Examples of the controller include but are not limited to the following microprocessors: ARC 625D, Atmel AT91SAM, Microchip PIC18F26K20, and Silicone Labs C8051F320. The memory controller can also be implemented as a part of the control logic of the memory. A person skilled in the art also knows that, in addition to implementing the controller by using only the computer-readable program code, logic programming can be performed on method steps to enable the controller to implement the same function in forms of the logic gate, the switch, the application-specific integrated circuit, the programmable logic controller, the embedded microcontroller, etc. Therefore, the controller can be considered as a hardware component, and an apparatus included in the controller for implementing various functions can also be considered as a structure in the hardware component. Alternatively, the apparatus configured to implement various functions can be considered as both a software module implementing the method and a structure in the hardware component.

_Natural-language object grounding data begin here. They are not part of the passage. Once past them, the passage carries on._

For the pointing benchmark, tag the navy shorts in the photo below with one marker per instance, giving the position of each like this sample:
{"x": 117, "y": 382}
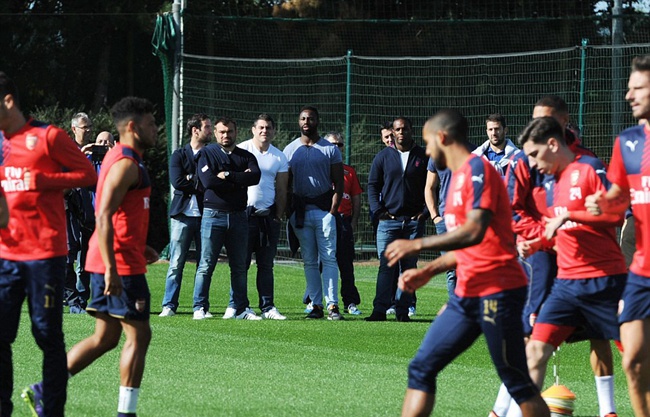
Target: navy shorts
{"x": 541, "y": 270}
{"x": 636, "y": 298}
{"x": 498, "y": 317}
{"x": 133, "y": 304}
{"x": 590, "y": 304}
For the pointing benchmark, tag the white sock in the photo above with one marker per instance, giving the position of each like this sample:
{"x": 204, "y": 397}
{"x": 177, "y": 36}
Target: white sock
{"x": 514, "y": 410}
{"x": 128, "y": 399}
{"x": 605, "y": 390}
{"x": 502, "y": 402}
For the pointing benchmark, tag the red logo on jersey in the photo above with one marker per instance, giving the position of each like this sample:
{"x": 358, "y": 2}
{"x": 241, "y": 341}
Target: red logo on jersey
{"x": 30, "y": 142}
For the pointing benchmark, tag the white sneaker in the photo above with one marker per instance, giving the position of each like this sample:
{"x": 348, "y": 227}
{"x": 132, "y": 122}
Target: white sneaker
{"x": 199, "y": 314}
{"x": 273, "y": 314}
{"x": 229, "y": 314}
{"x": 248, "y": 314}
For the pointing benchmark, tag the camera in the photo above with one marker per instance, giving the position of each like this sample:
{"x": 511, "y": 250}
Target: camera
{"x": 99, "y": 152}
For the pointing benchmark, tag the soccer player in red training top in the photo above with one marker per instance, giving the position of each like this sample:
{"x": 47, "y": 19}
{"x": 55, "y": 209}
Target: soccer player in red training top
{"x": 588, "y": 286}
{"x": 118, "y": 254}
{"x": 629, "y": 172}
{"x": 491, "y": 287}
{"x": 37, "y": 161}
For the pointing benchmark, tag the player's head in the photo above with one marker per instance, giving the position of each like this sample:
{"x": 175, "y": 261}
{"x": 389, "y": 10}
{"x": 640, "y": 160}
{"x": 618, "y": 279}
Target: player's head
{"x": 82, "y": 128}
{"x": 199, "y": 127}
{"x": 552, "y": 106}
{"x": 308, "y": 121}
{"x": 638, "y": 93}
{"x": 225, "y": 131}
{"x": 496, "y": 129}
{"x": 446, "y": 127}
{"x": 542, "y": 140}
{"x": 263, "y": 128}
{"x": 386, "y": 131}
{"x": 9, "y": 101}
{"x": 134, "y": 120}
{"x": 403, "y": 131}
{"x": 335, "y": 139}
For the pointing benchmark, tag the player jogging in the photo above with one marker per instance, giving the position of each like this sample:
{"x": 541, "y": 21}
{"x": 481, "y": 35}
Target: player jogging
{"x": 491, "y": 287}
{"x": 37, "y": 161}
{"x": 117, "y": 255}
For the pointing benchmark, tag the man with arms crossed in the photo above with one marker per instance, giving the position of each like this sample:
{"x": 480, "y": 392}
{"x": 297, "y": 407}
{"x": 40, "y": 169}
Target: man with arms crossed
{"x": 491, "y": 287}
{"x": 266, "y": 204}
{"x": 185, "y": 209}
{"x": 629, "y": 172}
{"x": 118, "y": 255}
{"x": 37, "y": 162}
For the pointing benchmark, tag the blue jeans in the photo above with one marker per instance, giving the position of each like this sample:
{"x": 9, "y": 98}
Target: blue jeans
{"x": 264, "y": 257}
{"x": 318, "y": 242}
{"x": 184, "y": 230}
{"x": 387, "y": 232}
{"x": 219, "y": 227}
{"x": 441, "y": 228}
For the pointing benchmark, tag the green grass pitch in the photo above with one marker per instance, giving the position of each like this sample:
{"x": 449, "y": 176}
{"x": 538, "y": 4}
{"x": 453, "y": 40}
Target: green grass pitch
{"x": 296, "y": 367}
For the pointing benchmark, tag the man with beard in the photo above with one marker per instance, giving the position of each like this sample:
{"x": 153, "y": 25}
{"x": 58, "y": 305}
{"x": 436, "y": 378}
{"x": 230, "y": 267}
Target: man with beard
{"x": 186, "y": 208}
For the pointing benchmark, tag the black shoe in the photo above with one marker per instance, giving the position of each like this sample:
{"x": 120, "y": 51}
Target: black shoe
{"x": 334, "y": 313}
{"x": 376, "y": 317}
{"x": 403, "y": 318}
{"x": 316, "y": 313}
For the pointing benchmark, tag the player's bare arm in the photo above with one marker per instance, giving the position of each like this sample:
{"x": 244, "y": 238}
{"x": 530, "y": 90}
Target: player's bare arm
{"x": 121, "y": 177}
{"x": 412, "y": 279}
{"x": 615, "y": 201}
{"x": 468, "y": 234}
{"x": 4, "y": 212}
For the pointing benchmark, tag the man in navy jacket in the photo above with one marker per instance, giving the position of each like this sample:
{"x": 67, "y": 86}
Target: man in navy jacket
{"x": 186, "y": 208}
{"x": 225, "y": 173}
{"x": 399, "y": 175}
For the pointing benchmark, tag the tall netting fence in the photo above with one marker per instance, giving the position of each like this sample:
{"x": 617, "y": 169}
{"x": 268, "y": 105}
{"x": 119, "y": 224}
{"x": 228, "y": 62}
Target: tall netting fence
{"x": 364, "y": 62}
{"x": 368, "y": 91}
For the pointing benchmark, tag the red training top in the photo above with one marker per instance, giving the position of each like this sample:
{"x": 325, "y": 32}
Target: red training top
{"x": 629, "y": 168}
{"x": 130, "y": 221}
{"x": 490, "y": 266}
{"x": 582, "y": 251}
{"x": 37, "y": 225}
{"x": 351, "y": 187}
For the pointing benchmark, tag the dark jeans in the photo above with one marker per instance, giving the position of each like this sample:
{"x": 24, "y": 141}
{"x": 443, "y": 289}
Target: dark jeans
{"x": 41, "y": 282}
{"x": 345, "y": 261}
{"x": 387, "y": 232}
{"x": 441, "y": 228}
{"x": 264, "y": 248}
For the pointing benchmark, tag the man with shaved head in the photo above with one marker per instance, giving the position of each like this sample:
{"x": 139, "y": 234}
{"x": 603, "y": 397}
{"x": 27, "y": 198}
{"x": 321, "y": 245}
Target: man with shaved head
{"x": 491, "y": 287}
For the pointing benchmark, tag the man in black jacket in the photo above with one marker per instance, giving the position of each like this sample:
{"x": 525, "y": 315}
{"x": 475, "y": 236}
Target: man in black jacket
{"x": 225, "y": 172}
{"x": 186, "y": 208}
{"x": 398, "y": 175}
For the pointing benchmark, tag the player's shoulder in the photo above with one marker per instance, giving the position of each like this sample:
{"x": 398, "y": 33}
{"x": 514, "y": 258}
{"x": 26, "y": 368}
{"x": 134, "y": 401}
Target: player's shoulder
{"x": 590, "y": 161}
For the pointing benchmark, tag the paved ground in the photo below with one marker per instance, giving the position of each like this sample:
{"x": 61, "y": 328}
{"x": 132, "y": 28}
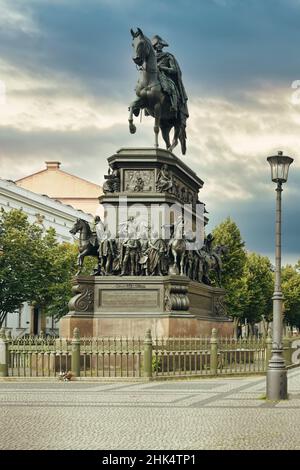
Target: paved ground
{"x": 198, "y": 414}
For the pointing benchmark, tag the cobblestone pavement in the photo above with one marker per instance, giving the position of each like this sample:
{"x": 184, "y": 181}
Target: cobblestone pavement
{"x": 196, "y": 414}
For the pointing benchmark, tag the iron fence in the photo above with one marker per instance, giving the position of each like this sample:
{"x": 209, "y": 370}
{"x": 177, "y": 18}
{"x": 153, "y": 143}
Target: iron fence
{"x": 135, "y": 357}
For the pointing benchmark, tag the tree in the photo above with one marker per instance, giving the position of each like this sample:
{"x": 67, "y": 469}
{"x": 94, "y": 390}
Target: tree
{"x": 228, "y": 233}
{"x": 258, "y": 289}
{"x": 34, "y": 267}
{"x": 19, "y": 261}
{"x": 291, "y": 293}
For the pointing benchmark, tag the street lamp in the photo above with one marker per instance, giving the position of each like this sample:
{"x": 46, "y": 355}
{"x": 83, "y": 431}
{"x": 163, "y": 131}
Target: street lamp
{"x": 276, "y": 373}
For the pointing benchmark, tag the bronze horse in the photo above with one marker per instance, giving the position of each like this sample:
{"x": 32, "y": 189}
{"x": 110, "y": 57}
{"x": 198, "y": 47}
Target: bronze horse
{"x": 88, "y": 243}
{"x": 151, "y": 97}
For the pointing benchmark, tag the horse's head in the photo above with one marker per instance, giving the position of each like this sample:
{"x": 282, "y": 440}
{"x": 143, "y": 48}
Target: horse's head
{"x": 141, "y": 47}
{"x": 77, "y": 227}
{"x": 221, "y": 249}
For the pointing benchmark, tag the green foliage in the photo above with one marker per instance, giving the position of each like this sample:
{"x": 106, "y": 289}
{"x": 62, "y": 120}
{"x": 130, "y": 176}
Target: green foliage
{"x": 259, "y": 286}
{"x": 247, "y": 278}
{"x": 291, "y": 292}
{"x": 34, "y": 267}
{"x": 228, "y": 233}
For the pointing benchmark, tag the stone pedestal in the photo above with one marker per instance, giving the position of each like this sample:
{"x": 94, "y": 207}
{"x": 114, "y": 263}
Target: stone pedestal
{"x": 152, "y": 180}
{"x": 129, "y": 305}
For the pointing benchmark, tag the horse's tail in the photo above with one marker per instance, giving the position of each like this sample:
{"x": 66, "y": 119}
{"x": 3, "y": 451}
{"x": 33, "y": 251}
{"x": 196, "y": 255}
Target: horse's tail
{"x": 182, "y": 138}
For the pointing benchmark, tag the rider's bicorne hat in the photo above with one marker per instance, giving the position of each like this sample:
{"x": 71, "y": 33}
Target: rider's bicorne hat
{"x": 158, "y": 40}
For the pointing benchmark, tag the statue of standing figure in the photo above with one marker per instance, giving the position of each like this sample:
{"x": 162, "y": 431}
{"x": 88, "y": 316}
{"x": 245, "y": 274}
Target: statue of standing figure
{"x": 164, "y": 181}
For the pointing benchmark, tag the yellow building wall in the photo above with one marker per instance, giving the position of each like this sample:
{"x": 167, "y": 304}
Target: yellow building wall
{"x": 69, "y": 189}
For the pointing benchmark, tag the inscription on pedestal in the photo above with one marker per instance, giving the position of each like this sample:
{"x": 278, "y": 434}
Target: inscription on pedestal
{"x": 132, "y": 300}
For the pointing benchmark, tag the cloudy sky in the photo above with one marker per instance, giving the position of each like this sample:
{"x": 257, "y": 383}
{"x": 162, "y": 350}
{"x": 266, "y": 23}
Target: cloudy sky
{"x": 67, "y": 70}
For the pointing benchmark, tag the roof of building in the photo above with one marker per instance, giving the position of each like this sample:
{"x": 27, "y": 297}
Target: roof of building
{"x": 55, "y": 180}
{"x": 10, "y": 188}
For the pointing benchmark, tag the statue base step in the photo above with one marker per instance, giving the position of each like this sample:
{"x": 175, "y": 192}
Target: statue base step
{"x": 128, "y": 306}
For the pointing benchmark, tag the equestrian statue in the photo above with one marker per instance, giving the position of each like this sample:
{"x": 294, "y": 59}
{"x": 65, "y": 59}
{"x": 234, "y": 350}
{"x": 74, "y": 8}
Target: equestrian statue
{"x": 160, "y": 91}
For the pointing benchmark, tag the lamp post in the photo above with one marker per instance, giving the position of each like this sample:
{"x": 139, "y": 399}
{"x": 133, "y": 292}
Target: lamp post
{"x": 276, "y": 373}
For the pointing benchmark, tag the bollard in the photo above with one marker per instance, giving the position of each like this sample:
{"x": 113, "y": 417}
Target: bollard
{"x": 287, "y": 350}
{"x": 3, "y": 354}
{"x": 214, "y": 352}
{"x": 9, "y": 341}
{"x": 269, "y": 343}
{"x": 148, "y": 354}
{"x": 75, "y": 365}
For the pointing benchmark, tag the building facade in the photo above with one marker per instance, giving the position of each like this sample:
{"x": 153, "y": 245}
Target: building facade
{"x": 46, "y": 212}
{"x": 69, "y": 189}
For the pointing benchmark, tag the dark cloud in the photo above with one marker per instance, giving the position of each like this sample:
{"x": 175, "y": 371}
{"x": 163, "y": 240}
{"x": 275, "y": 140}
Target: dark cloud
{"x": 222, "y": 46}
{"x": 225, "y": 48}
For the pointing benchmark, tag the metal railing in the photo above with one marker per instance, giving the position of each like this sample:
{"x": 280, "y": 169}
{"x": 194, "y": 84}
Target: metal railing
{"x": 135, "y": 357}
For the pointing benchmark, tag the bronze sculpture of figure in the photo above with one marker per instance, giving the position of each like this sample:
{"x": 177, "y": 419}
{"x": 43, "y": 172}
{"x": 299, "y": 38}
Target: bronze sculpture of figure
{"x": 159, "y": 90}
{"x": 164, "y": 181}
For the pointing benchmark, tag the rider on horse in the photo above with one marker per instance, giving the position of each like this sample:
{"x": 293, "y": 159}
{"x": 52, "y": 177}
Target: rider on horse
{"x": 169, "y": 75}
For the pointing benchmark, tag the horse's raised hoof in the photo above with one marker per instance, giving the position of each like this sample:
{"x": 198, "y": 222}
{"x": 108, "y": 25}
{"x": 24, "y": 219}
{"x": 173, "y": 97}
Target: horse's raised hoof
{"x": 132, "y": 128}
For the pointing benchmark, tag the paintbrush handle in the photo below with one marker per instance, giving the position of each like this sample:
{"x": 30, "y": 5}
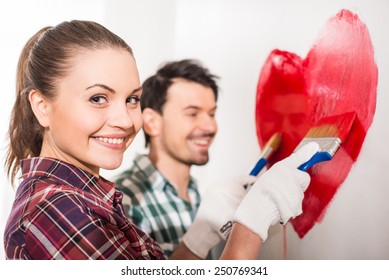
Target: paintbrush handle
{"x": 318, "y": 157}
{"x": 258, "y": 167}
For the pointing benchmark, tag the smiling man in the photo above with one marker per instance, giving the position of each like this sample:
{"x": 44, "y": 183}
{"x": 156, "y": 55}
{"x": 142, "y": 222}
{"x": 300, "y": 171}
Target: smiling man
{"x": 178, "y": 105}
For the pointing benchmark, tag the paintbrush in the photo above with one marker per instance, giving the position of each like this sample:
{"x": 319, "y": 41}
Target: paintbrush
{"x": 268, "y": 150}
{"x": 329, "y": 133}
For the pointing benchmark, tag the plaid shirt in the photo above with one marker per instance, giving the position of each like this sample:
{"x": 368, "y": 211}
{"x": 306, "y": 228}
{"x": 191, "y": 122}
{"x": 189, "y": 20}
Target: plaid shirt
{"x": 154, "y": 205}
{"x": 63, "y": 212}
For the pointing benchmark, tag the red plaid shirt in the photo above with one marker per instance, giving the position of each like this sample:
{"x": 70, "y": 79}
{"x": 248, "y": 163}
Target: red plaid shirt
{"x": 62, "y": 212}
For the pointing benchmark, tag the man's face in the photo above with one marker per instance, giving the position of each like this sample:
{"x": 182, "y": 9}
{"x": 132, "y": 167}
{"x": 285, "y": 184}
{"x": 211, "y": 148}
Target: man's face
{"x": 188, "y": 124}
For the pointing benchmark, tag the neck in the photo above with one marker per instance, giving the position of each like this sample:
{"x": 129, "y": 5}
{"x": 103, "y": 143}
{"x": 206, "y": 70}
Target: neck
{"x": 177, "y": 173}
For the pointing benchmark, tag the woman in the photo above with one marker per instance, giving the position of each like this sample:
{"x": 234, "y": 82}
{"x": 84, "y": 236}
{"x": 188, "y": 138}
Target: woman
{"x": 76, "y": 111}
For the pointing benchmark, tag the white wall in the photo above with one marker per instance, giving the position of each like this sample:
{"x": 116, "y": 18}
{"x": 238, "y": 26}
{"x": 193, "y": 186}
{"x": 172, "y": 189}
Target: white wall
{"x": 233, "y": 38}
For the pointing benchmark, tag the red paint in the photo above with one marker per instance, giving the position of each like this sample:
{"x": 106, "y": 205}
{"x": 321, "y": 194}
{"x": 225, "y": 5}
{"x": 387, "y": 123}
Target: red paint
{"x": 338, "y": 75}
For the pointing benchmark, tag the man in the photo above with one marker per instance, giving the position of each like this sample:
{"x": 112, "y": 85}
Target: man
{"x": 178, "y": 105}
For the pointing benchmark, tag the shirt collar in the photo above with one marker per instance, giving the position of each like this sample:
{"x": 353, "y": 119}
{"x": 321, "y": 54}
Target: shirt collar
{"x": 68, "y": 174}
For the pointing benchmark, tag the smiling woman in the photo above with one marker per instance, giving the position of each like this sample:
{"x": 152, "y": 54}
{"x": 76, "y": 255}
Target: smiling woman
{"x": 77, "y": 110}
{"x": 73, "y": 115}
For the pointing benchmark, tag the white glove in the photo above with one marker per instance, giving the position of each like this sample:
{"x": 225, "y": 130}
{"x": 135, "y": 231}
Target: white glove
{"x": 213, "y": 219}
{"x": 277, "y": 195}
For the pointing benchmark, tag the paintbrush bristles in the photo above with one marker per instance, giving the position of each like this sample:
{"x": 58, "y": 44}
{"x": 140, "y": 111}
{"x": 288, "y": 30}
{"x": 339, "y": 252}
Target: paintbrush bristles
{"x": 274, "y": 142}
{"x": 336, "y": 126}
{"x": 323, "y": 131}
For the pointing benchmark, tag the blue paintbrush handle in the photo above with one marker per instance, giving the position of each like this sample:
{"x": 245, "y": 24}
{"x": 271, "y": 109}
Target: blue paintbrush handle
{"x": 258, "y": 167}
{"x": 318, "y": 157}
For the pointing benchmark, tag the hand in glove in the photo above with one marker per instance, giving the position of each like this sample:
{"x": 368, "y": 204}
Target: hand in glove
{"x": 277, "y": 195}
{"x": 213, "y": 219}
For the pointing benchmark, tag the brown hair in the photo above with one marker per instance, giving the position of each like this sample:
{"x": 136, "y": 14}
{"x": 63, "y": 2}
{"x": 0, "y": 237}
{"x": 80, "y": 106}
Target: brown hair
{"x": 44, "y": 60}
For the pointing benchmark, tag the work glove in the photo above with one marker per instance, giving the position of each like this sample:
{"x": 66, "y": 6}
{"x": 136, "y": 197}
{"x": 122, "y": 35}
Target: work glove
{"x": 213, "y": 219}
{"x": 277, "y": 195}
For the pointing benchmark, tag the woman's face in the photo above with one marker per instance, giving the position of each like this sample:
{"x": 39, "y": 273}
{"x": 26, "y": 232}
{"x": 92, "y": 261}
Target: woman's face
{"x": 96, "y": 112}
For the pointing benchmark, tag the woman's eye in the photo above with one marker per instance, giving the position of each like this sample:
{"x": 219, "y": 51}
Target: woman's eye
{"x": 98, "y": 99}
{"x": 133, "y": 99}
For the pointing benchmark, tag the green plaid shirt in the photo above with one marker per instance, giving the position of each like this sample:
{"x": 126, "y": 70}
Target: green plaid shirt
{"x": 154, "y": 205}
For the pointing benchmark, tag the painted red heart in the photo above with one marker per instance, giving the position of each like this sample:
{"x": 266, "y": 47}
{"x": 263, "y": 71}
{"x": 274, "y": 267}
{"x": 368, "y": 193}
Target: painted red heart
{"x": 338, "y": 75}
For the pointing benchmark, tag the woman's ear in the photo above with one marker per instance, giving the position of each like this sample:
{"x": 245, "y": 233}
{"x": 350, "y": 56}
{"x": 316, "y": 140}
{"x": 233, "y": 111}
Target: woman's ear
{"x": 151, "y": 122}
{"x": 39, "y": 107}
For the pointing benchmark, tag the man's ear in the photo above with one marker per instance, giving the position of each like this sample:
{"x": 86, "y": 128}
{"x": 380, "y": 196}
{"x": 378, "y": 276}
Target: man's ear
{"x": 39, "y": 106}
{"x": 151, "y": 122}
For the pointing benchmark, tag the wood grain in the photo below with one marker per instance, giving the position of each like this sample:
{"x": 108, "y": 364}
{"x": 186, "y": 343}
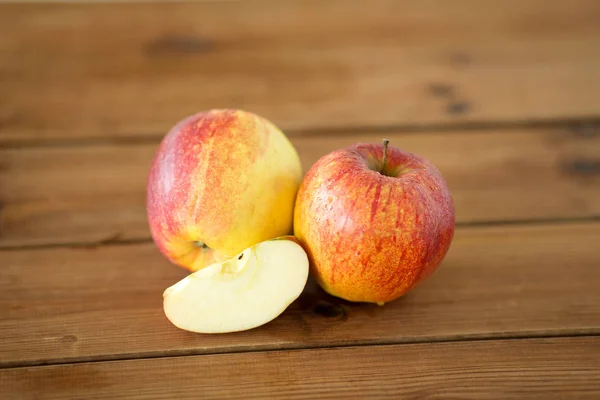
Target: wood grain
{"x": 128, "y": 70}
{"x": 98, "y": 303}
{"x": 93, "y": 194}
{"x": 502, "y": 369}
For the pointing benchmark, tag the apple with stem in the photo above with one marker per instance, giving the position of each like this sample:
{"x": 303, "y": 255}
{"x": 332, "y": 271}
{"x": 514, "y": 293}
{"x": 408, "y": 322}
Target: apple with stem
{"x": 242, "y": 293}
{"x": 220, "y": 182}
{"x": 375, "y": 221}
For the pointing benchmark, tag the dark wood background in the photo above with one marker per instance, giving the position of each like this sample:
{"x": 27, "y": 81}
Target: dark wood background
{"x": 502, "y": 96}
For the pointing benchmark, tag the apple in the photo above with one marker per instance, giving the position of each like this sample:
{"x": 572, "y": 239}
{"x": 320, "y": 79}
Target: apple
{"x": 374, "y": 220}
{"x": 242, "y": 293}
{"x": 220, "y": 182}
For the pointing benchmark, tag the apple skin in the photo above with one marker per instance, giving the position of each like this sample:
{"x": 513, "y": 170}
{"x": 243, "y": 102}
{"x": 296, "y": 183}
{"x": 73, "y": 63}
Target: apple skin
{"x": 372, "y": 237}
{"x": 221, "y": 181}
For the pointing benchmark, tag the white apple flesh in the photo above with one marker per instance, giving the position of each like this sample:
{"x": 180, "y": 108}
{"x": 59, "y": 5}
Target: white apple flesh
{"x": 241, "y": 293}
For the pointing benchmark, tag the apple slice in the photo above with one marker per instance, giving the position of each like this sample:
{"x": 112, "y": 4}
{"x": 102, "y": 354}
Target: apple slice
{"x": 241, "y": 293}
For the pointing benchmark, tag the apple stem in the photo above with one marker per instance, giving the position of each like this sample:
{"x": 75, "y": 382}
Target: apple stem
{"x": 385, "y": 145}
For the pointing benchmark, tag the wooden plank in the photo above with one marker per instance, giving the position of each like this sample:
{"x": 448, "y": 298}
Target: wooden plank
{"x": 72, "y": 194}
{"x": 62, "y": 305}
{"x": 120, "y": 69}
{"x": 502, "y": 369}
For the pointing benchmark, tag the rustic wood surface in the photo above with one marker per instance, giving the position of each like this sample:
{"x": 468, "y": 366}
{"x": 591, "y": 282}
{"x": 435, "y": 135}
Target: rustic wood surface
{"x": 97, "y": 303}
{"x": 498, "y": 369}
{"x": 494, "y": 175}
{"x": 113, "y": 71}
{"x": 501, "y": 96}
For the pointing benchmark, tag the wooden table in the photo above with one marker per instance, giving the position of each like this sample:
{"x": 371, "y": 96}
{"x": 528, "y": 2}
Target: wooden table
{"x": 501, "y": 96}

The systems, apparatuses, modules, or units described in the above-mentioned embodiments can be specifically implemented by a computer chip or an entity, or can be implemented by a product having a certain function. A typical implementation device is a computer. Specifically, for example, the computer can be a personal computer, a laptop computer, a cellular phone, a camera phone, a smartphone, a personal digital assistant, a media player, a navigation device, an e-mail device, a game console, a tablet computer, a wearable device, or any combination of these devices.

For ease of description, the above-mentioned apparatus is divided into various units based on functions for separate description. Certainly, during implementation of one or more embodiments of this specification, the functions of each unit can be implemented in one or more pieces of software and/or hardware.

A person skilled in the art should understand that the embodiments of this specification can be provided as methods, systems, or computer program products. Therefore, the one or more embodiments of this specification can use a form of hardware only embodiments, software only embodiments, or embodiments with a combination of software and hardware. In addition, one or more embodiments of this specification can use a form of a computer program product that is implemented on one or more computer-usable storage media (including but not limited to a disk memory, a CD-ROM, an optical memory, etc.) that include computer-usable program code.

The embodiments of this specification are described with reference to the flowcharts and/or block diagrams of the method, the device (system), and the computer program product according to the embodiments of this specification. It should be understood that computer program instructions can be used to implement each procedure and/or each block in the flowcharts and/or the block diagrams and a combination of a procedure and/or a block in the flowcharts and/or the block diagrams. These computer program instructions can be provided for a general-purpose computer, a dedicated computer, an embedded processor, or a processor of another programmable data processing device to generate a machine, so that the instructions executed by the computer or the processor of the another programmable data processing device generate an apparatus for implementing a specific function in one or more procedures in the flowcharts and/or in one or more blocks in the block diagrams.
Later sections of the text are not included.